The local cryptocurrency platform Philippine Digital Asset Exchange (PDAX) is expressing optimism about the expansion of its business, seizing a promising opportunity following the Securities and Exchange Commission’s intentions to obstruct the operations of the digital currency exchange behemoth, Binance, within the Philippines.
PDAX perceives the regulatory landscape as a catalyst for its growth, capitalizing on the vacuum created by potential restrictions on Binance, a move that could redirect the attention and transactions of the cryptocurrency community toward PDAX’s platform.
PDAX Seizes Crypto Opportunity Amidst Regulatory Shifts
The envisioned market dynamics indicate a favorable environment for PDAX to establish itself as a key player in the local digital currency exchange space, further solidifying its position amidst evolving regulatory developments.
In accordance with Republic Act No. 8799, often known as the Securities Regulation Code, or SRC, Binance is not permitted to sell or offer securities to the public in the Philippines, the SEC confirmed in late November.
In order to prevent access to Binance in the Philippines, the SEC requested that the Department of Information and Communications Technology and the National Telecommunication Commission take action.
Regarding the regulatory framework for cryptocurrency in the country, PDAX CEO Nichel Gaba mentioned that the country’s central bank, the Bangko Sentral ng Pilipinas, continues to be in favor of various forms of financial innovation.
As of today, the market cap of cryptocurrencies stood at $1.56 trillion. Chart: TradingView.com
According to him, there has been a notable enhancement in the supervisory capabilities of the central bank this year. He emphasized that the current regulatory requirements are considerably more intricate compared to previous standards.
“This year, they really improved their supervisory capabilities […] the requirements are much more complex than it was,” Gaba said.
PDAX Poised To Capitalize On Binance Ban
A ban on Binance, according to Gaba, will force thousands of Filipinos to look for other legal avenues to exchange their digital assets, such as Bitcoin. PDAX aims to attract a portion of these disgruntled merchants who might first be hesitant to transact on a local platform.

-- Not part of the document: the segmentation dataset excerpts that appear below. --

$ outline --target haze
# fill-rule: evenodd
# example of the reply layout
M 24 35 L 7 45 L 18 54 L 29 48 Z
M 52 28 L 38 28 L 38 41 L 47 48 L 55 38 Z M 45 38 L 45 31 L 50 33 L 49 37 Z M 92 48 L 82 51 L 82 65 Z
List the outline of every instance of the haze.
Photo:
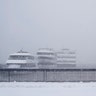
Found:
M 96 0 L 0 0 L 0 63 L 21 48 L 76 50 L 96 63 Z

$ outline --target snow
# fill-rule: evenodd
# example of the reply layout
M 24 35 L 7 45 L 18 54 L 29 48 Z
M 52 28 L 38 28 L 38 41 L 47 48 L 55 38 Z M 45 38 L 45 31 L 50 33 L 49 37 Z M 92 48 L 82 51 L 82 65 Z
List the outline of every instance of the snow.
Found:
M 96 96 L 96 83 L 2 82 L 0 96 Z

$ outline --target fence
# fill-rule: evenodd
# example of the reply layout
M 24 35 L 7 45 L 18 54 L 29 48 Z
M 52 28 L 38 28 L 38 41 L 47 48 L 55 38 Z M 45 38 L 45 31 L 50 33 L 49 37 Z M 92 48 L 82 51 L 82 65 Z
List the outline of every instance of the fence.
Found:
M 96 82 L 96 69 L 0 69 L 0 82 Z

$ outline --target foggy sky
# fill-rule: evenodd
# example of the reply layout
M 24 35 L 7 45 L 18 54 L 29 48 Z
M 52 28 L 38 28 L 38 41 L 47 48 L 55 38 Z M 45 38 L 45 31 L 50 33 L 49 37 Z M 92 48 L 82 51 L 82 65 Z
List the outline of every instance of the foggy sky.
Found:
M 96 0 L 0 0 L 0 63 L 21 48 L 76 50 L 96 63 Z

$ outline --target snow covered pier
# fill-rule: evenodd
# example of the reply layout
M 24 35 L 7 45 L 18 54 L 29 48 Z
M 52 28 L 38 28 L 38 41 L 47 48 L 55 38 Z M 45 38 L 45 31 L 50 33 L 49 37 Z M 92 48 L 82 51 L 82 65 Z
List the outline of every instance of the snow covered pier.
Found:
M 0 69 L 0 82 L 96 82 L 96 69 Z

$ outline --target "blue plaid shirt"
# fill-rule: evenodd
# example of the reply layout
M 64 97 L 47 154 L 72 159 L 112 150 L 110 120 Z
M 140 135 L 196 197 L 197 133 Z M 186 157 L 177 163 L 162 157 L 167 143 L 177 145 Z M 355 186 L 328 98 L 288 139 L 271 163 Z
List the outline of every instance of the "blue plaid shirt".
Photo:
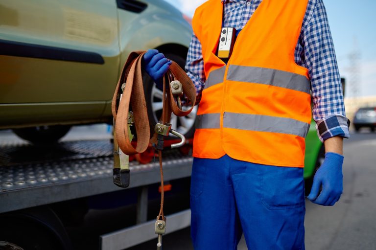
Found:
M 224 25 L 240 30 L 261 0 L 222 1 L 225 2 Z M 312 115 L 320 139 L 324 141 L 334 136 L 349 138 L 350 122 L 345 116 L 341 79 L 322 0 L 308 0 L 295 48 L 295 60 L 298 65 L 309 70 Z M 194 34 L 188 50 L 186 70 L 194 84 L 199 101 L 205 75 L 201 44 Z

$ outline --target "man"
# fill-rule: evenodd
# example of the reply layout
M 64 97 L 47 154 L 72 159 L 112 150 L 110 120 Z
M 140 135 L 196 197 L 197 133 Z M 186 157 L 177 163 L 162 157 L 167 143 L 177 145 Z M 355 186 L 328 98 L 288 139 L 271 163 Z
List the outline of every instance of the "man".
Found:
M 236 249 L 242 233 L 249 249 L 304 249 L 311 99 L 327 152 L 312 202 L 339 199 L 342 140 L 349 136 L 322 0 L 209 0 L 192 26 L 186 69 L 200 104 L 191 185 L 195 249 Z M 221 27 L 236 30 L 227 59 L 217 54 Z M 170 63 L 155 50 L 144 56 L 156 82 Z

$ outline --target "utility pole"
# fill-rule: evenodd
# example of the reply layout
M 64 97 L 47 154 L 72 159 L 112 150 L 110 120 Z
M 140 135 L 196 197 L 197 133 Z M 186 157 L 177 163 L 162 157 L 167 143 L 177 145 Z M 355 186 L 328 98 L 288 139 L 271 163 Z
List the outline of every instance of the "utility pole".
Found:
M 360 51 L 358 48 L 356 37 L 354 37 L 352 51 L 349 54 L 350 68 L 349 68 L 349 92 L 354 97 L 354 102 L 357 103 L 360 93 Z

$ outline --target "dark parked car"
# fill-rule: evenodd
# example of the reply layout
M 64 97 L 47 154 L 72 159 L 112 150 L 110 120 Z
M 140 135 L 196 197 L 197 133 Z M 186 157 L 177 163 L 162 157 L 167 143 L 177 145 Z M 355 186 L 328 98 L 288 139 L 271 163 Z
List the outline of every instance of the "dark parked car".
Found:
M 355 130 L 359 131 L 362 127 L 368 127 L 375 132 L 376 127 L 376 107 L 360 108 L 355 113 L 353 122 Z

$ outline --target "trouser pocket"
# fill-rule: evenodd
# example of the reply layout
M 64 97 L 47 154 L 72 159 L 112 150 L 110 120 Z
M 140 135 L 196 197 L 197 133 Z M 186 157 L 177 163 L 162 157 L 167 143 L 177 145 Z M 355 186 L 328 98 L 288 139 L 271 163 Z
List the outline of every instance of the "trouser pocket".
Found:
M 206 176 L 206 159 L 194 158 L 190 179 L 190 197 L 196 199 L 202 193 Z
M 265 166 L 260 168 L 262 202 L 269 209 L 304 205 L 303 168 Z

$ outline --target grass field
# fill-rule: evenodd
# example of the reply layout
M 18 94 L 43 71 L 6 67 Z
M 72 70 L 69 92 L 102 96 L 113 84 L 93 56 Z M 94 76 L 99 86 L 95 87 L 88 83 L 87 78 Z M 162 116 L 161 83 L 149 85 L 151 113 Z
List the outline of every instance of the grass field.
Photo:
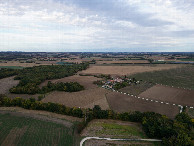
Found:
M 159 83 L 169 86 L 194 89 L 194 66 L 185 66 L 169 70 L 144 72 L 131 75 L 137 80 Z
M 155 85 L 139 94 L 140 97 L 164 101 L 183 106 L 194 106 L 194 91 Z
M 141 82 L 140 84 L 132 84 L 130 86 L 124 87 L 119 89 L 121 92 L 133 94 L 133 95 L 139 95 L 142 92 L 146 91 L 147 89 L 151 88 L 153 84 L 148 83 L 148 82 Z
M 0 66 L 0 69 L 1 68 L 23 69 L 24 67 L 22 67 L 22 66 Z
M 81 136 L 97 136 L 108 138 L 147 138 L 138 123 L 124 122 L 118 120 L 93 120 L 82 131 Z M 153 145 L 150 142 L 127 142 L 127 141 L 104 141 L 88 140 L 85 146 L 89 145 Z M 160 144 L 160 143 L 158 143 Z
M 83 70 L 83 74 L 111 74 L 111 75 L 132 75 L 142 72 L 168 70 L 178 68 L 182 65 L 177 64 L 157 64 L 157 65 L 93 65 L 88 69 Z
M 74 128 L 0 113 L 0 145 L 76 145 Z
M 171 106 L 166 104 L 160 104 L 156 102 L 150 102 L 135 97 L 124 95 L 117 92 L 110 92 L 106 95 L 110 109 L 115 112 L 156 112 L 162 115 L 166 115 L 169 118 L 174 118 L 179 113 L 177 106 Z

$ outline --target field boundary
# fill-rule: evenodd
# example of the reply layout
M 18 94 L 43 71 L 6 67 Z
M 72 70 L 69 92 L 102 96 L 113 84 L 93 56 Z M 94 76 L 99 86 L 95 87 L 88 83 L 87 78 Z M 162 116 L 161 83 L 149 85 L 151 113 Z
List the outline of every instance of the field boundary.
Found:
M 136 95 L 133 95 L 133 94 L 125 93 L 125 92 L 122 92 L 122 91 L 114 90 L 114 89 L 108 88 L 108 87 L 102 87 L 102 88 L 105 88 L 105 89 L 108 89 L 108 90 L 112 90 L 113 92 L 118 92 L 118 93 L 121 93 L 121 94 L 124 94 L 124 95 L 128 95 L 128 96 L 134 97 L 136 99 L 146 100 L 148 102 L 155 102 L 155 103 L 166 104 L 166 105 L 171 105 L 171 106 L 172 105 L 173 106 L 178 106 L 180 108 L 180 113 L 183 112 L 183 105 L 181 105 L 181 104 L 175 104 L 175 103 L 169 103 L 169 102 L 164 102 L 164 101 L 159 101 L 159 100 L 154 100 L 154 99 L 148 99 L 148 98 L 136 96 Z M 185 107 L 188 107 L 190 109 L 194 108 L 193 106 L 188 106 L 188 105 L 186 105 Z
M 150 141 L 150 142 L 161 142 L 160 139 L 112 139 L 112 138 L 101 138 L 101 137 L 85 137 L 81 140 L 80 146 L 83 146 L 84 142 L 89 139 L 97 139 L 97 140 L 108 140 L 108 141 Z

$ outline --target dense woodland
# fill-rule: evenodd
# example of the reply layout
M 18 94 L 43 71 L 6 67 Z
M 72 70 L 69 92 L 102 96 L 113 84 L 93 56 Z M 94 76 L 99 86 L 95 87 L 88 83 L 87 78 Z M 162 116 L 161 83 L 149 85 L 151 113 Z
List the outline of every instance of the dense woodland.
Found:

Similarly, Gaba thinks that the large-scale departure of Binance traders will increase the amount of cryptocurrency traded in the Philippines to $6 billion by 2024.
Investors in the Philippines who have assets on Binance will have three months from the date of the advisory’s issue to withdraw their funds before the ban takes effect.
PDAX previously stated that cryptocurrency is gaining popularity in the Philippines and is gradually becoming widely accepted.
Nevertheless, like other forms of trade, the cryptocurrency market has had a period of decline since then, which was exacerbated by the challenges encountered by Binance, the world’s largest cryptocurrency exchange.